Operation experience in many Material Testing Reactors, where beryllium moderator or reflector is used, has shown that accumulation of neutron absorbers, so-called poisons, has a non-negligible impact on both core performance and safety aspects due to n-Be interactions, and needs to be addressed properly in calculations. As a result, depletion of beryllium, called also beryllium poisoning, was implemented in core follow-up deterministic calculations in several facilities. However, Material Testing Reactors are designed mainly for performing irradiation tests of material behaviour in severe conditions, resulting in frequent repositioning of the core elements in order to host experiments. This specificity makes almost impossible to follow the exact irradiation history of each beryllium elements and consequently inferring the exact accumulation of poisons. Thus, there is a strong need for developing a methodology enabling measurement and assessment of beryllium poisoning.
We addressed the problem of quantifying poisons accumulation using neutron transmission method. It is based on measuring transmission and absorption of thermal neutrons in beryllium elements. The measurement set is composed of a neutron source, a neutron moderator and a neutron detector, mounted on a bench, with beryllium sample placed between detector and moderator. In the study, we used the MARIA reactor’s beryllium moderator blocks as material samples. Their characteristic truncate shape contributes to uneven axial neutron flux distribution in the core. To enable evaluation of axial distribution of poisons, both neutron source and detector move simultaneously along the block. A non-irradiated beryllium block has been measured and constitutes a reference point. We then performed series of irradiations in the NCBJ’s MARIA reactor on several beryllium blocks delivered in the same batch. Comparing measurement results of irradiated blocks to the reference results, allows evaluating thermal neutrons absorbed in irradiated beryllium. Conducting such experiments requires taking into account several effects that might affect the measurement accuracy. In order to evaluate these effects, we performed a sensitivity analysis and all the above steps were simulated with the SERPENT2 Monte-Carlo code, using JEFF3.1.1 nuclear data library.
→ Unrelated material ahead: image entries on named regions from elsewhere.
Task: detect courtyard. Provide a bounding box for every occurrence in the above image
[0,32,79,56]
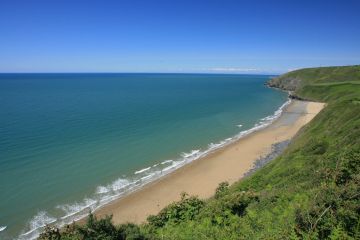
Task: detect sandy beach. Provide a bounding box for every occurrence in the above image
[95,100,324,224]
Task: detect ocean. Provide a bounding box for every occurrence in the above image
[0,73,287,239]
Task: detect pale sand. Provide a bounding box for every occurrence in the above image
[95,100,324,224]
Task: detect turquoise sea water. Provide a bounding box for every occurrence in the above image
[0,74,287,239]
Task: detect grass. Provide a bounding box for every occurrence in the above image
[40,66,360,239]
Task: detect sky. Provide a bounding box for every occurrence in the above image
[0,0,360,74]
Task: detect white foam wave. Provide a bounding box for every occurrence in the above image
[181,149,200,158]
[135,167,151,174]
[161,160,173,164]
[56,198,97,219]
[19,211,56,239]
[18,99,291,239]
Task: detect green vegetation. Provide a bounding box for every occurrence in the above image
[40,66,360,240]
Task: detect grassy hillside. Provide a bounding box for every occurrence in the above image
[40,66,360,239]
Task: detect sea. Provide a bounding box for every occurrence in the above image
[0,73,288,239]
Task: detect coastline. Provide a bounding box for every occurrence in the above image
[91,100,325,224]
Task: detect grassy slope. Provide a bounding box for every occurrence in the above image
[39,66,360,239]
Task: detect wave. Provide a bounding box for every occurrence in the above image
[135,165,155,174]
[17,99,291,239]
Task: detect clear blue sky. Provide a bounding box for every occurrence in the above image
[0,0,360,73]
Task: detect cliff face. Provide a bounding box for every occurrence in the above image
[267,65,360,92]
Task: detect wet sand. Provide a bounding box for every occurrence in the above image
[95,100,324,224]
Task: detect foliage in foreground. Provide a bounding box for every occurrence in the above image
[40,65,360,240]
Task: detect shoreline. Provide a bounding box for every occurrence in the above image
[91,100,325,224]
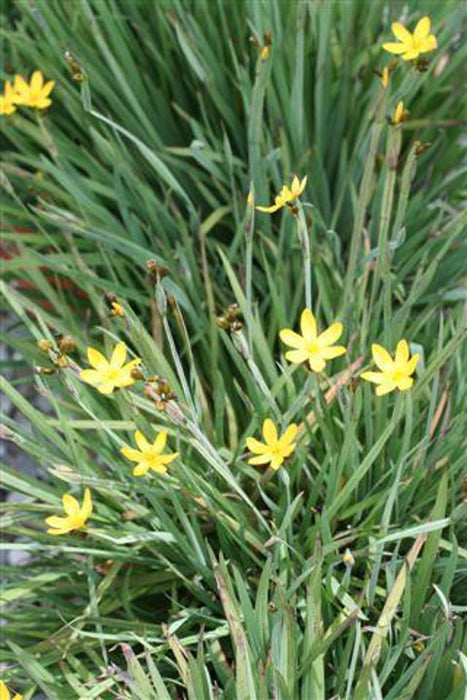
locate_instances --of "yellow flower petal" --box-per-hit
[245,437,269,454]
[62,493,79,516]
[120,446,143,462]
[159,452,178,464]
[413,17,431,39]
[383,41,407,55]
[300,309,318,342]
[88,348,109,370]
[395,340,409,369]
[110,342,126,369]
[248,452,271,464]
[420,34,438,53]
[135,430,151,452]
[279,423,298,448]
[114,370,136,389]
[402,49,420,61]
[79,369,101,384]
[81,489,92,520]
[371,343,394,372]
[391,22,412,44]
[150,461,167,474]
[256,204,284,214]
[319,345,347,360]
[133,462,149,476]
[318,323,344,346]
[263,418,277,445]
[308,355,326,372]
[285,350,310,365]
[405,353,420,375]
[42,80,55,98]
[96,382,115,396]
[46,526,72,535]
[279,328,303,349]
[397,377,413,391]
[291,175,300,197]
[153,430,167,452]
[271,455,284,471]
[360,372,386,384]
[45,515,68,529]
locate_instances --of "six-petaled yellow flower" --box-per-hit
[45,489,92,535]
[361,340,420,396]
[391,100,409,126]
[279,309,346,372]
[79,343,141,394]
[13,70,55,109]
[383,17,438,61]
[246,418,298,470]
[0,80,16,116]
[256,175,307,214]
[120,430,178,476]
[0,681,23,700]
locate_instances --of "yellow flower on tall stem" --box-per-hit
[120,430,178,476]
[360,340,420,396]
[279,309,346,372]
[383,17,438,61]
[0,80,16,116]
[13,70,55,109]
[45,489,92,535]
[79,343,141,394]
[256,175,307,214]
[246,418,298,471]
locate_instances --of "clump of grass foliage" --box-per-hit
[0,0,467,700]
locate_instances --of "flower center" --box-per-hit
[392,369,408,384]
[305,340,319,355]
[103,369,121,382]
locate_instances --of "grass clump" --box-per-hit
[0,0,467,700]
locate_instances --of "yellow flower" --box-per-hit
[361,340,420,396]
[0,80,16,116]
[383,17,438,61]
[381,66,390,89]
[13,70,55,109]
[79,343,141,394]
[45,489,92,535]
[120,430,178,476]
[391,100,409,126]
[256,175,307,214]
[279,309,346,372]
[246,418,298,471]
[110,301,125,316]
We focus on analysis of expected uncertainties related chosen detector, impurities in beryllium, nuclear data uncertainty and gamma activation of irradiated beryllium.
In our study, we analysed the possibility of using following detectors: fission chamber with 235U deposit, 3He detector, 10B lined-detector. As no pure thermal neutron source exists, polyethylene-moderated neutron sources have been tested to be used for measurements, taking into account characteristics of the system. Neutron sources considered in this study include Am-Be, Pu-Be, Sb-Be, 252Cf. For each of these sources, we studied the optimal polyethylene thickness.
In this paper, we present the newly developed method for measurement of these neutron absorbers’ concentration, we discuss calibration and sensitivity study of the above described measurement setup. The methodology and codes used for simulations are described. The results of the optimization study are detailed, and choice of specific type of detector and neutron sources are justified. Summarizing the results, we also give some recommendations.